Studies for staging of stomach cancer may include the following [4] :

  • Upper gastrointestinal (GI) tract endoscopy and biopsy
  • Chest/abdomen/pelvic computed tomography (CT) with oral and intravenous contrast
  • Positron emission tomography (PET) – CT evaluation if no evidence of M1 disease is found, and if clinically indicated
  • Complete blood cell count (CBC) and comprehensive chemistry profile
  • Endoscopic ultrasound if no evidence of M1 disease is found
  • Endoscopic resection for early-stage cancers
  • Biopsy of metastatic disease as clinically indicated
  • Microsatellite instability (MSI) and deficient mismatch repair (dMMR) testing if metastatic disease is documented/suspected
  • HER2-neu and programmed death ligand 1 (PD-L1) testing if metastatic adenocarcinoma is documented or suspected

Imaging Studies

Esophagogastroduodenoscopy has a diagnostic accuracy of 95%. This relatively safe and simple procedure provides a permanent color photographic record of the lesion. This procedure is also the primary method for obtaining a tissue diagnosis of suspected lesions. Biopsy of any ulcerated lesion should include at least 6 specimens taken from around the lesion because of variable malignant transformation. In selected cases, endoscopic ultrasound may be helpful in assessing depth of penetration of the tumor or involvement of adjacent structures.

Double-contrast upper GI series and barium swallows may be helpful in delineating the extent of disease when obstructive symptoms are present or when bulky proximal tumors prevent passage of the endoscope to examine the stomach distal to an obstruction (more common with gastroesophageal [GE]-junction tumors). These studies are only 75% accurate and should for the most part be used only when upper GI endoscopy is not feasible.

Chest radiograph is done to evaluate for metastatic lesions.

CT scan or MRI of the chest, abdomen, and pelvis assess the local disease process as well as evaluate potential areas of spread (ie, enlarged lymph nodes, possible liver metastases).

Endoscopic ultrasound allows for a more precise preoperative assessment of the tumor stage.

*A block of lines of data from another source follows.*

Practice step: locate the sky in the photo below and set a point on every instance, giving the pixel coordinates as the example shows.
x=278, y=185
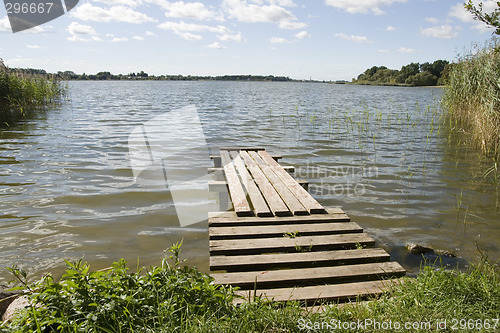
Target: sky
x=314, y=39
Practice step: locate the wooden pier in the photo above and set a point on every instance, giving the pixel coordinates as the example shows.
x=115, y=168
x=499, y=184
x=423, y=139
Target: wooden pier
x=280, y=243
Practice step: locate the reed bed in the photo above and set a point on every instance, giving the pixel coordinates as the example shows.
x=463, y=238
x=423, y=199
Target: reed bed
x=20, y=90
x=472, y=98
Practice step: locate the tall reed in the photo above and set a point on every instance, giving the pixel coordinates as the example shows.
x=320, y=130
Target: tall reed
x=472, y=98
x=19, y=89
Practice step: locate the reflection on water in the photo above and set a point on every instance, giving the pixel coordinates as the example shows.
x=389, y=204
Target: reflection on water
x=67, y=189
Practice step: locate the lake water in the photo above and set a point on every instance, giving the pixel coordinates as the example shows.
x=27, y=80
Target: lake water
x=67, y=189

Endoscopic sonography is becoming increasingly useful as a staging tool when the CT scan fails to find evidence of T3, T4, or metastatic disease. Institutions that favor neoadjuvant chemoradiotherapy for patients with locally advanced disease rely on endoscopic ultrasound data to improve patient stratification.

In a study of peritoneal cancer (PC) diagnosis, investigators found that the administration of carbonated water for dual-time point imaging may improve the accuracy of FDG PET/CT scanning for PC in patients previously diagnosed with colorectal cancer (CRC). [27]


Histologic Findings

Adenocarcinoma of the stomach constitutes 90-95% of all gastric malignancies. The second most common gastric malignancies are lymphomas. Gastrointestinal stromal tumors formerly classified as either leiomyomas or leiomyosarcomas account for 2% of gastric neoplasms (see Gastric Stromal Tumors). Carcinoids (1%), adenoacanthomas (1%), and squamous cell carcinomas (1%) are the remaining tumor histologic types. [3]

Adenocarcinoma of the stomach is subclassified according to histologic description as follows: tubular, papillary, mucinous, or signet-ring cells, and undifferentiated lesions.

Pathology specimens are also classified by gross appearance. In general, researchers consider gastric cancers ulcerative, polypoid, scirrhous (ie, diffuse linitis plastica), superficial spreading, multicentric, or Barrett ectopic adenocarcinoma.

Researchers also employ a variety of other classification schemes. The Lauren system classifies gastric cancer pathology as either type I (intestinal) or type II (diffuse). An appealing feature of classifying patients according to the Lauren system is that the descriptive pathologic entities have clinically relevant differences.

Intestinal, expansive, epidemic-type gastric cancer is associated with chronic atrophic gastritis, retained glandular structure, little invasiveness, and a sharp margin. The pathologic presentation classified as epidemic by the Lauren system is associated with most environmental risk factors, carries a better prognosis, and shows no familial history.

The second type, diffuse, infiltrative, endemic cancer, consists of scattered cell clusters with poor differentiation and dangerously deceptive margins. Margins that appear clear to the operating surgeon and examining pathologist often are determined retrospectively to be involved. The endemic-type tumor invades large areas of the stomach. This type of tumor is also not recognizably influenced by environment or diet, is more virulent in women, and occurs more often in relatively young patients. This pathologic entity is associated with genetic factors (such as E-cadherin), blood groups, and a family history of gastric cancer.

In 2013, researchers identified a possible third type of gastric adenocarcinoma. In an analysis of 248 gastric tumors using microarray-based gene-expression profiling, Lei et al found that this third subtype of gastric adenocarcinoma (which they termed the "metabolic" subtype; the other 2 subtypes are mesenchymal and proliferative) preferentially responds to 5-fluorouracil (5-FU). The researchers validated their findings in an independent set of 70 gastric tumors. [28, 29, 30] They believe that the preferential sensitivity of metabolic-subtype gastric cancers to 5-FU may be due to their significantly lower expression of thymidylate synthase and dihydropyrimidine dehydrogenase relative to the other 2 subtypes. [28]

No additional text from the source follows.